Das Gebiet erwies sich als sehr schön. Es war sehr felsig, und ich kam in den Wald. Ab und zu musste man den Bach überqueren. Es waren viele Guides mit ihren Gruppen unterwegs, und ich war froh, hart geblieben zu sein. Nach einer Weile kommt man zu ersten kleinen Wasserfällen. Das Geröll nimmt stetig zu. Normalerweise hätte ich dafür meine Wanderschuhe gebraucht, doch da dies nur eine kleine Wanderung war, dachte ich, ich bräuchte sie nicht. Das war falsch. Auch heute war es wieder sehr warm, doch im Schatten der Bäume ließ sich gut laufen. Die Natur hier ist wirklich angenehm; ich hätte es nicht so schön erwartet. Je höher man kommt, umso steiler wird der Pfad. Man war hier nun schon weit im Gebirge, und die Zivilisation hatte sich schon längst verabschiedet.

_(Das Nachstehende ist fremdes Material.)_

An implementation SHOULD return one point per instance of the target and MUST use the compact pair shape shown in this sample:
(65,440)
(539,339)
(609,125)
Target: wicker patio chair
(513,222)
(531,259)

Immer wieder zeigten sich bereits kleinere Wasserfälle. Zum ersten Mal bekam ich die marokkanische Bergwelt zu spüren. Nach ca. einer Stunde erreichte ich den großen Wasserfall. Ich wunderte mich, als ich eine kleine Getränke-Bar und Sitzmöglichkeiten hier oben sah. Ein anderer Tourist bat mich, von ihm und seiner Familie ein Foto unter den Fällen zu machen. Das nutzte ich dazu, um auch von ihm fotografiert zu werden. Die meisten Besucher kommen nur bis hierhin und kehren dann wieder um. Doch ich wollte das nicht. Wenn ich nun schon einmal hier war, dann wollte ich auch alle Wasserfälle sehen, denn weiter oben sollten noch welche folgen.
Die kleine Wanderung beginnt
Der weitere Weg wird aber immer schwieriger, und teilweise muss man schon fast klettern. Von weit oben hatte man eine schöne Aussicht auf Setti Fatma. Meine Anstrengungen wurden belohnt, auch wenn meine Beine durch die Kletterei schon fast zitterten, aber ich kam noch zu drei weiteren Wasserfällen und hatte den höchstgelegenen erreicht. Ein Wanderer kam von noch weiter oben den Berg hinab und berichtete mir, dass man oben den Bach ruhig dahinfließen sehen würde und es sehr schön dort sei. Da musste ich nun aber passen. Ich konnte nicht mehr und der weitere Aufstieg war sehr schwierig. Auf der Höhe der Getränke-Bar – an der ich zwecks Ausruhen und der Aufnahme eines Orangensafts erst einmal pausierte – zweigt ein anderer Pfad ab, auf dem man ebenfalls wieder nach Setti Fatma kommt. Den nahm ich, denn schließlich will man ja nicht denselben Weg wieder zurücklaufen, und außerdem hatte man von dort einen schönen Überblick über das Tal. Dieser Pfad führte mich in nur 30 Minuten zurück in das Dorf. Nun hatte ich mit 2 ½ Stunden doch länger gebraucht als gedacht, doch ich war glücklich. Die Parkgebühren waren mit 10 Dirham ein Schnäppchen.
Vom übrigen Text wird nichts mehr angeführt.